Harem, padişaha ve ailesine hizmet eden kadınların yetiştirildiği uygulamalı bir eğitim yeridir. Bu eğitim yuvasında câriyeler, Türk-İslâm ahlâkı ve dönemin ilim anlayışı üzere yetiştiriliyorlardı. Okuma yazma ve dinî bilgiler öğrenen; ayrıca görgü, usul, düzgün konuşma, güzel iş yapabilme esasları çerçevesinde disiplinli bir eğitim alan câriyeler, bir yandan da kabiliyetlerine göre mûsiki, biçki, dikiş, nakış dersleri aldıktan sonra haremde çeşitli işlerde istihdam ediliyorlardı. Aralarından ilerleme gösterenler kalfa seviyesine yükseliyor; padişahın, vâlide sultanın, kadınefendinin (Osmanlı Devleti'nde padişahın dört adet zevcesine verilen ad.Haseki Sultan) veya ikballerden (Padişaha ya da şehzadeye eş olmaya aday gözde cariye.) birinin dairesine gönderiliyordu. Zeki ve kabiliyetli câriyeler, kendilerine verilen eğitim ve terbiye sonrasında derece derece yükselip usta oluyor ve doğrudan padişahın hizmetinde bulunuyorlardı. En alt kademe olan câriyelikten son mertebe olan ustalığa yükselme, bir sistem içinde gerçekleşiyordu. 

Câriyelerin bir bölümü çeyizleri hazırlandıktan sonra, kendileri gibi saray kültürü ve eğitimi alan Enderunlularla evlendiriliyordu. Devletin çeşitli kademelerinde sadakatle hizmet etmeleri için yetiştirilen Enderunlular, padişah tarafından evlendirilerek, saraya ve hanedana bağlılıkları sağlanıyordu. Sonradan zor durumda kalanlar için her türlü tahsisat yapılıyordu. Saraydan ayrılmak istemeyenler hayatlarının sonuna kadar sarayda himaye ediliyorlardı.

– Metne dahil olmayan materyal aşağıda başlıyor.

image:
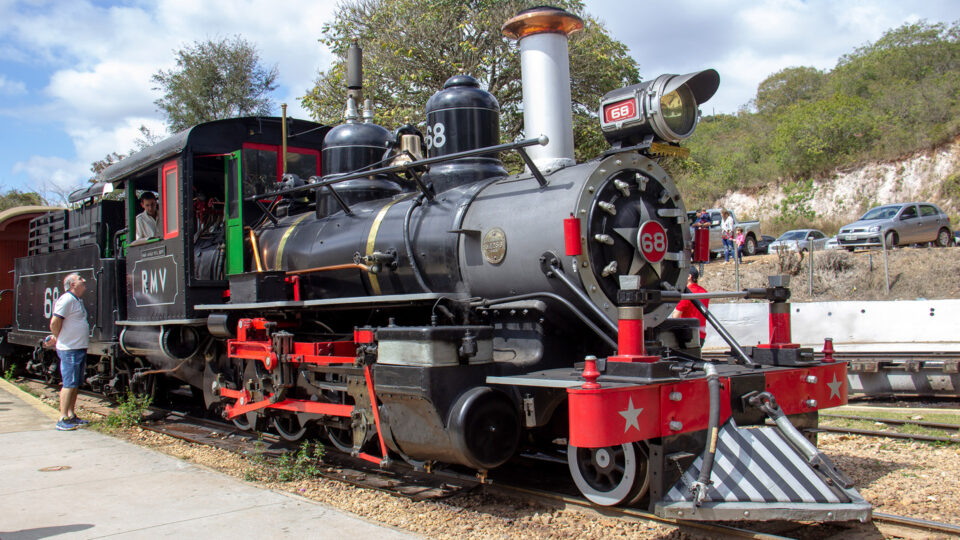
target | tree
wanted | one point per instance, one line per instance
(215, 80)
(412, 47)
(15, 198)
(146, 138)
(786, 87)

Haremde yüzlerce câriye olmakla birlikte, bunların büyük bir çoğunluğu tamamen hizmetçi statüsündeydi. Hizmetleri karşılığında belli bir maaş alan bu ilk gruptakilerin, haremin ve padişah ailesinin hizmetlerini îfa dışında herhangi bir şekilde padişahla münasebetleri olmazdı. Padişah, vâlide sultanın veya hazinedar ustanın aracılığıyla câriyeler arasından, aldığı özel eğitim sonrasında zekâsı ve kabiliyetleri ile dikkat çeken birkaç tanesiyle ilgilenir, diğerlerini ne bilir, ne de görürdü. Haremin mimarî yapısı da buna göre tasarlanmıştı.